There’s no question that 2015 has been an amazing year for avid readers, booksellers, and the entire book industry. But even in a twelve-month period as jam-packed with literary goodness as this one was, it’s natural that a few personal favorites would emerge. So before 2015 becomes (forgive me) another year in the books, I wanted to hand out a few year-end “awards” to those books that stood out most clearly to me. When I look back on 2015, these are the books I’ll remember most fondly:
Favorite Family Saga: The Children’s Crusade, by Ann Packer. I loved this book for its characters – who were all beautifully-drawn and sympathetic in their own ways – and perhaps even more for the way it used seemingly small moments to create an entire picture of the Blair family’s life and history.
Favorite Thriller: Pretty Baby by Mary Kubica. Thrillers often skirt the edges of believability; that’s what makes them so much fun! But Kubica’s Chicago-set story of a do-gooder who takes in a homeless girl and her baby was just the right amount of plausible. It was also perfectly paced and resolved in a way that I didn’t see coming.
Best Ending, Final Page Edition: My Sunshine Away, by M.O. Walsh. It’s so rare that a book ends exactly the way I want it to…and this one did.
Best Ending, Final Line Edition: Hausfrau, by Jill Alexander Essbaum. Awesome.
Favorite Portrait of a Marriage: Summerlong, by Dean Bakopoulos. Between thrillers and domestic dramas, I read a LOT of Marriage Stories in 2015, but no couple captured my heart quite like Don and Claire Lowry of Grinnell, Iowa. Despite their less-than-stellar behavior, I kept rooting for Don and Claire, and laughing all the way (because their story offered up something that way too many of these marriage portraits lacked: humor!).
Most Harrowing: Preparation for the Next Life by Atticus Lish. Man, this book was a rough ride at times…but a good example of how sometimes the hardest, saddest books are among the most rewarding.
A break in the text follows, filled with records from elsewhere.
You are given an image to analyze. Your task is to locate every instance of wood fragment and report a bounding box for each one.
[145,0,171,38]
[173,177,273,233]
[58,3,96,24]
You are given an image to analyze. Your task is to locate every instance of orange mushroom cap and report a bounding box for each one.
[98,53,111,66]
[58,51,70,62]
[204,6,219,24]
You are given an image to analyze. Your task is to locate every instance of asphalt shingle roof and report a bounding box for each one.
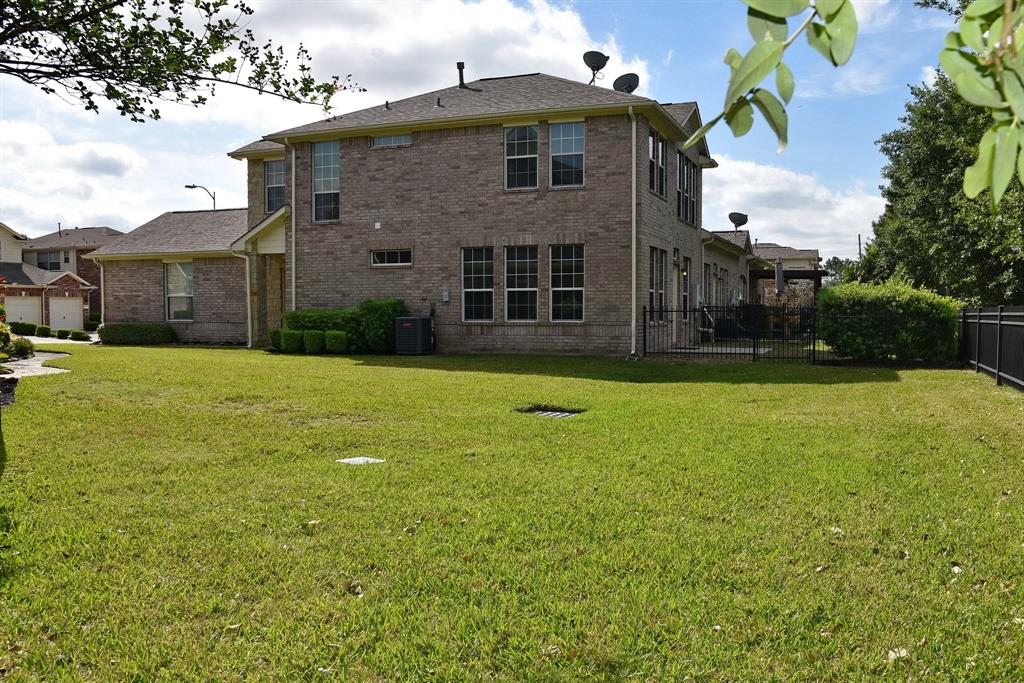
[267,74,653,137]
[24,227,124,249]
[92,209,249,256]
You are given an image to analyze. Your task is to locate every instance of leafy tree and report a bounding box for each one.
[854,73,1024,303]
[0,0,358,121]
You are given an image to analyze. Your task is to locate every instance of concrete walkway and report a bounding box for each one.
[3,352,69,378]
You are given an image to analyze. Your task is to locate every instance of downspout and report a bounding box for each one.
[628,104,637,360]
[285,136,298,310]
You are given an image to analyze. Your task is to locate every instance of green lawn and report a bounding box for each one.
[0,347,1024,681]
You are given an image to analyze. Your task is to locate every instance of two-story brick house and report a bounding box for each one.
[95,66,765,354]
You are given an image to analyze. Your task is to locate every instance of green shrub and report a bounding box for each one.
[818,281,963,362]
[281,330,305,353]
[302,330,324,355]
[355,299,409,353]
[99,323,178,346]
[10,337,36,358]
[324,330,352,353]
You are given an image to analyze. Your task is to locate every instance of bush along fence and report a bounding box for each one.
[270,299,409,354]
[961,306,1024,391]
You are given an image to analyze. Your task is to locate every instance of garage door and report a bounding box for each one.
[4,296,43,325]
[50,297,82,330]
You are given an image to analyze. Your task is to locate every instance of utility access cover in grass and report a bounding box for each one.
[515,404,584,418]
Biggest Breath of Fresh Air: Kitchens of the Great Midwest by J. Ryan Stradal was exactly what I wanted to read at the time – clever, sensual and funny, and best of all, it didn’t remind me of anything else I had ever read.
Best of Last Year: Station Eleven, by Emily St. John Mandel. I was so glad I finally got to read this book, and I truly can’t say enough about how wonderful it is. A close runner-up: Smith Henderson’s superb Fourth of July Creek (my favorite of the books I read for our store’s book club).
Best Sense of Humor: Undermajordomo Minor by Patrick deWitt. If you love Monty Python, the Princess Bride, Wes Anderson movies, or any combination of these things, then do yourself a favor and read this book.
The Big-Name-Author Book that Actually Lived Up to the Hype: Purity by Jonathan Franzen. A great big time-jumping, globe-hopping, thought-provoking journey of a book…and I thought it was a blast.
Should’ve Gotten More Attention: The Wonder Garden by Lauren Acampora and The Girl Who Slept With God by Val Brelinski. Acampora and Brelinski are both debut authors, and I look forward to seeing what they do next.
Favorite Short Story Collection: Music for Wartime by Rebecca Makkai. In my opinion, everything about Makkai’s collection, from the construction of her stories to the subtle themes tying them together, was close to perfect.
Best New Idea: The Hogarth Shakespeare project, in which major authors will reimagine the Bard’s classic plays for a modern audience. Jeanette Winterson kicked things off this fall with The Gap of Time, her lovely take on A Winter’s Tale…and 2016 will bring Howard Jacobson’s redo of The Merchant of Venice and Anne Tyler’s take on The Taming of the Shrew. I. Can’t. WAIT.
My Top Five of the Year, in no particular order:
My Sunshine Away, by M.O. Walsh – because this was one of the first books I read this year, and I’m STILL thinking about how much I loved it.
Speak, by Louisa Hall – because I was amazed at how Hall took an idea that could have been pedantic and turned it into something so readable, and so moving.
Gold Fame Citrus, by Claire Vaye Watkins – because when I think about writers with a true gift for creating lush, vibrant, memorable pictures, I think of Watkins, and this strange, compelling book.
City on Fire, by Garth Risk Hallberg – because it was genuinely epic in scope, with a smart structure and a huge, engaging cast of characters.
A Little Life, by Hanya Yanagihara – because it was exquisitely written, emotionally cathartic, and every bit the masterpiece I was told it was. If I had to narrow this list down to just one book, this would be it.
Happy New Year, friends and fellow readers…onward and upward to 2016!